Raising state pension age will rub salt in the wounds of life expectancy inequalities
The Pensions Bill currently being considered by parliament will accelerate the timetable for increasing state pension age (SPA) to 67. It will now reach 67 for both men and women by 2028, compared to 2036 under current legislation.
The TUC has long argued that it is grossly unfair to increase SPA – and certainly to increase it as rapidly as the coalition government is planning – while vast inequalities in life expectancy exist. We know that inequalities in life expectancy at 65 based on both class and geography are increasing. A new report published by the TUC today (‘Life expectancy inequalities and state pension outcomes‘) shows how much this inequality will grow by 2028 – and the devastating impact it will have on state pension outcomes.
The report forecasts the continuation of current trends, amended by the expected decline in the rate of increase for average life expectancy over the period between the latest available data and 2028.
As such, we can now expect the class longevity gap (between routine/manual and managerial/professional workers) to rise from 2.6 years in 2006 to 3.1 years in 2028 for men, and from 2.4 to 3.8 for women. The geography longevity gap (between the local authority areas with the highest and lowest life expectancy at 65) will rise from 5.5 years in 2011 to 7.1 years in 2028 for men, and from 5.1 to 9 for women.
Every increase in SPA reduces (other things being equal) the portion of life spent in retirement. But because SPA is universal, the reduction is disproportionately greater among people with a lower life expectancy – rubbing salt in the wounds of unequal health outcomes.

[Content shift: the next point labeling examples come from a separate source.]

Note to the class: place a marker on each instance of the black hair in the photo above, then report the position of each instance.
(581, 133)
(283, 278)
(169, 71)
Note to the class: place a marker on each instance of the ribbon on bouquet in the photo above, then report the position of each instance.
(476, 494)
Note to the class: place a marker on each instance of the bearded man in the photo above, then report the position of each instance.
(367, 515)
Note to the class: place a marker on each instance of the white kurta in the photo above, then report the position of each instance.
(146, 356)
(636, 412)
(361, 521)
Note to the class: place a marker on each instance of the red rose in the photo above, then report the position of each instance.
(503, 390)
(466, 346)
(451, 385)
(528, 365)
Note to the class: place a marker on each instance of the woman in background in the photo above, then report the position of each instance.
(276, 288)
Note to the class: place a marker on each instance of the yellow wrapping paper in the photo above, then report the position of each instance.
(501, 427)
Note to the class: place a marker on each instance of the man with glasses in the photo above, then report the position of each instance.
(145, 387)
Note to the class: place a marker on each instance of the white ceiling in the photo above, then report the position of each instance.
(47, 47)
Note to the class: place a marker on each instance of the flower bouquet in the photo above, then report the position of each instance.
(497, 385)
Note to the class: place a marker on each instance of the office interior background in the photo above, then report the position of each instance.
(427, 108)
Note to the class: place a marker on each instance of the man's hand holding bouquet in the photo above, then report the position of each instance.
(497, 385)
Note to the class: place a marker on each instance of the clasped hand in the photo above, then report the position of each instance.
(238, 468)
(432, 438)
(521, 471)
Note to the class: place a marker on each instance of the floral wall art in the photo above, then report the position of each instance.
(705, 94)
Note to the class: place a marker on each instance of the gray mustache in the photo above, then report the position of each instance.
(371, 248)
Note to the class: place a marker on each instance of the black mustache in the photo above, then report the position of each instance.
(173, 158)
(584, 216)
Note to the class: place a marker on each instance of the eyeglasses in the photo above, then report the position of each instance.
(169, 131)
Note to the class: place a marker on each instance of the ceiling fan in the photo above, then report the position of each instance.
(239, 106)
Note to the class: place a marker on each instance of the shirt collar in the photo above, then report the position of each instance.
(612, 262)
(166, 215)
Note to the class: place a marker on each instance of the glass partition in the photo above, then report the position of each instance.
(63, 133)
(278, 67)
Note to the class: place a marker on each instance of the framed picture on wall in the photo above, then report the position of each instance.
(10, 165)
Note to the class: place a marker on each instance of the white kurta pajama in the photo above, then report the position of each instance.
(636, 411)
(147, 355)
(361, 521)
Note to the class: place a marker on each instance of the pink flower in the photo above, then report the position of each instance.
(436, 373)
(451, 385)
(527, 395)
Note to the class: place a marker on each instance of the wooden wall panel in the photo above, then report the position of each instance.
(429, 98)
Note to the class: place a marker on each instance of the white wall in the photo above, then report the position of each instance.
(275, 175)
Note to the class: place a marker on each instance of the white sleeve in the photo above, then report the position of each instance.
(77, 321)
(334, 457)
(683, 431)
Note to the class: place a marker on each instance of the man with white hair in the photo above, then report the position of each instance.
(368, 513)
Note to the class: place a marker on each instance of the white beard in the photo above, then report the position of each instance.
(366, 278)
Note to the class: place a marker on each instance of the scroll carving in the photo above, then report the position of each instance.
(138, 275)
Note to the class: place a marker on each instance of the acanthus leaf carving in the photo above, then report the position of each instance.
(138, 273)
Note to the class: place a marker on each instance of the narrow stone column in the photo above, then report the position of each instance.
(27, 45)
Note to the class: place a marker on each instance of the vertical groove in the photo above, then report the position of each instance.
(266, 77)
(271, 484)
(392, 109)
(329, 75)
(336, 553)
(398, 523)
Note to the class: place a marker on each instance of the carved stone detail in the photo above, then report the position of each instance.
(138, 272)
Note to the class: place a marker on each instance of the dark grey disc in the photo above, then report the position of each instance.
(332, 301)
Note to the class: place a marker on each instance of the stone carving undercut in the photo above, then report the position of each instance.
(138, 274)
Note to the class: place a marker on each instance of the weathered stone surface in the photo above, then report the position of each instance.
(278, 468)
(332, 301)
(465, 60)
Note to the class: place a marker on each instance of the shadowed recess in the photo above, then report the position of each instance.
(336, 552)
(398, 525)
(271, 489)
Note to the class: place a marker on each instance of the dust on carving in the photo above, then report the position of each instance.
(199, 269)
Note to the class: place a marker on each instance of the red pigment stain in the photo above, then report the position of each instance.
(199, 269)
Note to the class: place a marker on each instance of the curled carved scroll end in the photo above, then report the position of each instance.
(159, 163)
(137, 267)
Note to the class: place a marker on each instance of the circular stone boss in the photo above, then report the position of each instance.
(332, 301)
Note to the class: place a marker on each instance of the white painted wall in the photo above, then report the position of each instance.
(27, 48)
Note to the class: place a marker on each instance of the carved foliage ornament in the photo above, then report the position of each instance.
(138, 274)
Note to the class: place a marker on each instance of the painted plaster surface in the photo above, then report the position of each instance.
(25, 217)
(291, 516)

Crucially, life expectancy inequalities also convert into significant differences in the amount of state pension income different groups can expect to receive over the course of their retirement. The report considers outcomes for people aged 65 in 2016 (when the new ‘single tier’ state pension of £144 per week is introduced) and 2028 (when SPA will reach 67).
Male managerial/professional workers can expect to receive 17.6 per cent more than routine/manual workers from 2028, compared to 16.1 per cent more than these workers from 2016. For women, the difference between managerial and manual workers will grow to 20.2 per cent from 2028, from 15.4 per cent now.
The difference in the state pension income received by workers in local areas with the highest and lowest life expectancy at 65 will be enormous by 2028. It will grow to 47.7 per cent from 37.1 per cent in 2016 for men, and 52.6 per cent from 33 per cent for women.
The TUC believes significant change is required before any further increase in state pension age is proposed. Primarily, action is required to address the health inequalities that create inequalities in life expectancy and state pension receipt. We have proposed that the Pensions Bill is used to create an independent commission on SPA, with a mandate to consider life expectancy inequalities before any future decision on SPA are made.
We also need to ensure that people have greater capacity to work for longer. Again, this is partly about health inequalities, as previous TUC research has shown that long-term illness/disability is a significant cause of inactivity among older people – occupational health should be a priority for government and employers. Further action on ending discrimination of older people in recruitment and training, and greater options for flexible working, is also required.
As well as older people’s employability, we also need to focus on wider issues within the labour market as a whole. As Tony Dolphin and Kayte Lawton of IPPR argue, unless the economy is able to sustain a higher employment rate, employers will have little incentive to adapt to the particular needs of older workers and other ‘disadvantaged’ groups.